With money supply likely to turn negative through the remainder of 2010 (in 2005-2007 it was around 12pc) we may be at something of a crucial point. So now we are in a situation where we hope that the economy will grow but we fear that it will not, with state spending likely to be curtailed just as M4 flips into negative territory the omens are not exactly wonderful.
The FTSE has opened unchanged again and we seem glued to the 5150 level for the moment with 5110/20 acting as support and 5190/5200 resistance.
The Dow and S&P are in similar mode but with the psychological 10000 on the Dow and 1050 for the S&P within sight we may get an attempt to attack the downside. The Mid July rally is now looking more and more like a bounce in a bear market and if this is indeed the case the downside potential is quite unnerving. The problem with this is that equities do seem to be giving remarkable value versus other assets and so the tug of war between current value and future fears goes on.

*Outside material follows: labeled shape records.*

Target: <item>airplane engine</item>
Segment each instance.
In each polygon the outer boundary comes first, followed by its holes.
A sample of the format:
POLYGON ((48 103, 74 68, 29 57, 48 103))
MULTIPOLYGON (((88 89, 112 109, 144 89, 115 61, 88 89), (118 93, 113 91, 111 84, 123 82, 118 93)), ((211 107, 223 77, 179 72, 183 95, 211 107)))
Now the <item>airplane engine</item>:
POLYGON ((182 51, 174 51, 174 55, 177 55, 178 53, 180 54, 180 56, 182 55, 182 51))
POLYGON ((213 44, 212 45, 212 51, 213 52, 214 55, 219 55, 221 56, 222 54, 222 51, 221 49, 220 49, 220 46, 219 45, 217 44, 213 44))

Currency markets continue to drift in favour of the Euro as shorts continue to be squeezed. 1.3000 was breached again this morning (briefly) and spiked up to 1.3030 before slipping back beneath the mark. Shorts have been under pressure for six weeks now as the inexorable rise from 1.1850 goes on. The moves higher have not been in the form of steady grinds higher but more of reaching a level and holding steady for few days before surging to new highs. If we believe this process is still in place we have now been at 1.29-1.30 for a couple of sessions and may be in line for another shift higher. The movement can still be called a rally in a general bear trend and bulls will be noting that 1.3120 would reflect a technical 38pc Fibonacci retracement.

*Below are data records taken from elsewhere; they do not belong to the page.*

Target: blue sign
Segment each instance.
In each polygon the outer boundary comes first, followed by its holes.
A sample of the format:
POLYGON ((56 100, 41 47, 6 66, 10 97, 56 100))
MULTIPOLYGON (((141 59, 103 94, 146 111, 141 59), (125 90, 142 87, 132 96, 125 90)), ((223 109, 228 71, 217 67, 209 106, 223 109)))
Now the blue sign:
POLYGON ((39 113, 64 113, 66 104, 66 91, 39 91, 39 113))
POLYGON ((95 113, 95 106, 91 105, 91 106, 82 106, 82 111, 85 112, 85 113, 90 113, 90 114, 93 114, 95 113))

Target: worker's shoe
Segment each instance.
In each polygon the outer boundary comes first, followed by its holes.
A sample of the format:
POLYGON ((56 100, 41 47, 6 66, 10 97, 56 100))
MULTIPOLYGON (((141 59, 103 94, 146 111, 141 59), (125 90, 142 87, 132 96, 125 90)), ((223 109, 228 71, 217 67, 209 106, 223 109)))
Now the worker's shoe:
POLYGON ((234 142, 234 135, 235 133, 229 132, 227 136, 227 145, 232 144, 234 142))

Sterling seems less keen on the upside with anything above 1.5300 attracting sellers. The GBP/EUR cross is also moving steadily away from the Pound giving up another cent yesterday and we are now at 1.1765. 1.2800 seems to remain the longer term target but bulls are definitely not holding the upper hand for the moment. 1.1750 is a good support area and dealers will be nervous if this is breached on a close.
Gold has closed below 1186 but aside from an immediate shift lower there was no follow through at all but neither was there a rebound. If we do not regain the 1186/1189 support soon then bulls may begin to get nervous.